3. 3. The continuous method as it was mentioned in claim 1, wherein step c) feeds said mix flow through two or more expansion steps to evaporate said liquefied carbon dioxide.
4. 4. The continuous method as recited in claim 1, wherein step a) feeds said pressurized flow of said mixture into said reaction zone at a pressure within a range of about 21.1 1 kg / cm2 abs to about 1407 kg / cm2 abs.
5. The continuous method as recited in claim 1, wherein step b) maintains said pressurized flow of said mixture in said reaction zone for a duration of about 5 seconds.
6. 6. The continuous method as recited in claim 1, wherein said liquid product is a food product and said method inactivates one or more undesirable enzymes.
7. 7. A continuous method for reducing microorganisms and inactivating one or more undesirable enzymes in liquid juice product, said method comprising the steps of: a) combining a pressurized flow of said liquid juice product with a flow of pressurized liquefied carbon dioxide to creating a pressurized mixture in a state of flow, said carbon dioxide at a pressure sufficient to maintain it in a liquid state and at a temperature that does not freeze said liquid juice product; b) flowing said pressurized mixture through a reaction zone for about 1.0 to about 15 minutes to reduce said microorganisms present therein and inactivating said one or more undesirable enzymes; c) feeding said pressurized mixture from said reaction zone through two or more expansion stages wherein the pressure of said mixture flow is lowered to approximately 140.74 kg / cm2; and d) applying heat in at least some of said expansion steps to said mixing flow to prevent a cooling of said carbon dioxide causing a freezing of said liquid juice product.

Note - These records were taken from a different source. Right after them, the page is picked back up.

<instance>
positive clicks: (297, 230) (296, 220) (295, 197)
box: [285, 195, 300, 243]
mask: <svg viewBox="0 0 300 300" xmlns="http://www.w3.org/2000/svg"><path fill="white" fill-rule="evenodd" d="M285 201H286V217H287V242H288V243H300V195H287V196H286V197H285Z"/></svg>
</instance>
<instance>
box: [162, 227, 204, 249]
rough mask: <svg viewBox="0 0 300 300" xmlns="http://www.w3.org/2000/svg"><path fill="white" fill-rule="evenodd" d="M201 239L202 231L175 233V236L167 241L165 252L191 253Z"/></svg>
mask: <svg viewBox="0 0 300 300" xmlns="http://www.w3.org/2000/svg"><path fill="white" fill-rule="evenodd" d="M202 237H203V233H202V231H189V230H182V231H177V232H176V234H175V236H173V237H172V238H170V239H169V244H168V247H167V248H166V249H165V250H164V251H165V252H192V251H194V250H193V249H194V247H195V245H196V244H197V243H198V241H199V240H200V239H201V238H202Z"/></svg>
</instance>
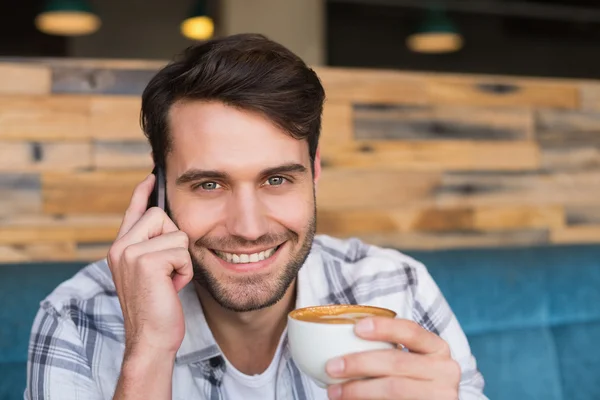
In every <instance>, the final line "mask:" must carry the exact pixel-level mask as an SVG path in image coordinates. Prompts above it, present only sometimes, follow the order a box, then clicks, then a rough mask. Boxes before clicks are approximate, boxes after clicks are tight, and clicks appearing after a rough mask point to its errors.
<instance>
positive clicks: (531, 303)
mask: <svg viewBox="0 0 600 400" xmlns="http://www.w3.org/2000/svg"><path fill="white" fill-rule="evenodd" d="M406 253H407V254H409V255H411V256H412V257H414V258H416V259H417V260H419V261H421V262H423V263H424V264H425V265H426V266H427V267H428V269H429V271H430V273H431V275H432V276H433V278H434V279H435V281H436V282H437V283H438V285H439V287H440V289H441V290H442V292H443V293H444V295H445V296H446V298H447V299H448V302H449V303H450V305H451V307H452V309H453V310H454V312H455V313H456V315H457V318H458V319H459V321H460V323H461V325H462V326H463V329H464V330H465V332H466V333H468V334H478V333H484V332H496V331H504V330H509V329H526V328H535V327H543V326H551V325H554V324H568V323H572V322H585V321H600V307H597V306H596V304H600V290H599V289H598V288H599V287H600V246H597V245H577V246H551V247H532V248H516V249H476V250H447V251H438V252H410V251H408V252H406Z"/></svg>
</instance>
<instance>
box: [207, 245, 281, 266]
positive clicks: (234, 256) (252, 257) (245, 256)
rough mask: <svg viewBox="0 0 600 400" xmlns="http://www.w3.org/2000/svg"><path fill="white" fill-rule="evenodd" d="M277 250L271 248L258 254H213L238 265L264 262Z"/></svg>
mask: <svg viewBox="0 0 600 400" xmlns="http://www.w3.org/2000/svg"><path fill="white" fill-rule="evenodd" d="M276 250H277V247H273V248H272V249H269V250H265V251H261V252H260V253H254V254H232V253H224V252H222V251H216V252H215V253H216V254H217V255H218V256H219V257H220V258H222V259H223V260H225V261H227V262H230V263H232V264H240V263H244V264H246V263H254V262H258V261H262V260H266V259H267V258H269V257H271V256H272V255H273V253H275V251H276Z"/></svg>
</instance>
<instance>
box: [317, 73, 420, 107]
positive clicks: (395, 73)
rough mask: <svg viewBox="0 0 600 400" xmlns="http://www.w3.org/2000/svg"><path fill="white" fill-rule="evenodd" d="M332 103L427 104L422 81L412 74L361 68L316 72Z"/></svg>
mask: <svg viewBox="0 0 600 400" xmlns="http://www.w3.org/2000/svg"><path fill="white" fill-rule="evenodd" d="M315 71H316V72H317V74H318V75H319V78H320V79H321V81H322V83H323V86H324V88H325V93H326V96H327V98H328V99H329V100H334V101H346V102H363V103H369V102H373V103H401V104H425V103H427V94H426V90H425V85H424V83H423V81H422V79H419V78H416V77H415V76H413V75H411V74H409V73H402V72H398V71H391V70H368V69H360V68H331V67H327V68H315Z"/></svg>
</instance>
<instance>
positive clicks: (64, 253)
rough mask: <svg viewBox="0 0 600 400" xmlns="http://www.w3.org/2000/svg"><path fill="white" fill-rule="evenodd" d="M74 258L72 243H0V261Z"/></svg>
mask: <svg viewBox="0 0 600 400" xmlns="http://www.w3.org/2000/svg"><path fill="white" fill-rule="evenodd" d="M75 258H76V252H75V244H74V243H68V242H65V243H41V244H26V245H0V263H6V262H31V261H44V262H45V261H71V260H73V259H75Z"/></svg>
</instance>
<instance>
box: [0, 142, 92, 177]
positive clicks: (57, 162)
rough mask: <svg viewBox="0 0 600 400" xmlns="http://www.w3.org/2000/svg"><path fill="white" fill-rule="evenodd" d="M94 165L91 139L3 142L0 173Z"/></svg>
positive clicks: (0, 145)
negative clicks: (42, 141)
mask: <svg viewBox="0 0 600 400" xmlns="http://www.w3.org/2000/svg"><path fill="white" fill-rule="evenodd" d="M91 164H92V152H91V146H90V143H89V142H75V141H73V142H42V143H40V142H16V141H14V142H9V141H6V142H3V141H0V172H3V171H17V172H30V171H46V170H48V171H53V170H72V169H83V168H89V167H90V166H91Z"/></svg>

8. 8. The continuous method as recited in claim 7, wherein the juice is a vegetable or fruit juice and wherein the time of contraction in step b) is about 1.5 to about 13 minutes.
9. 9. The continuous method as recited in claim 7, wherein step d) maintains a temperature of said mixture within a range between a freezing temperature of said liquid juice product and approximately 30 ° C.
10. 10. The method continuous as mentioned in claim 8, wherein said juice is orange juice, said contact time is approximately 3 minutes, and wherein step d) maintains a temperature of said mixture at approximately 30 ° C. RESU M EN A continuous method using a pressurized flow of liquefied carbon dioxide to reduce microbial and / or enzymatic activity in a liquid product is described. A flow of liquefied carbon dioxide is combined with a pressurized flow of the liquid product. The pressure and temperature in the flow regions are maintained at a level which is sufficient to maintain the carbon dioxide in a continuous liquid state, but which does not freeze the liquid product. The pressurized mixture of carbon dioxide and liquid product flows through a reaction zone for a time sufficient to reduce harmful microorganisms and / or inactivate undesirable enzymes and then enters a plurality of expansion stages wherein the pressure of the The mixture is sufficiently reduced to evaporate the carbon dioxide by separation of the liquid product. Heat is applied in at least some of the expansion stages to prevent a cooling of the mixture flow to the freezing point of the liquid product. Heat may be applied to control the temperature of the liquid product such that it does not exceed a temperature at which detrimental effects are experienced.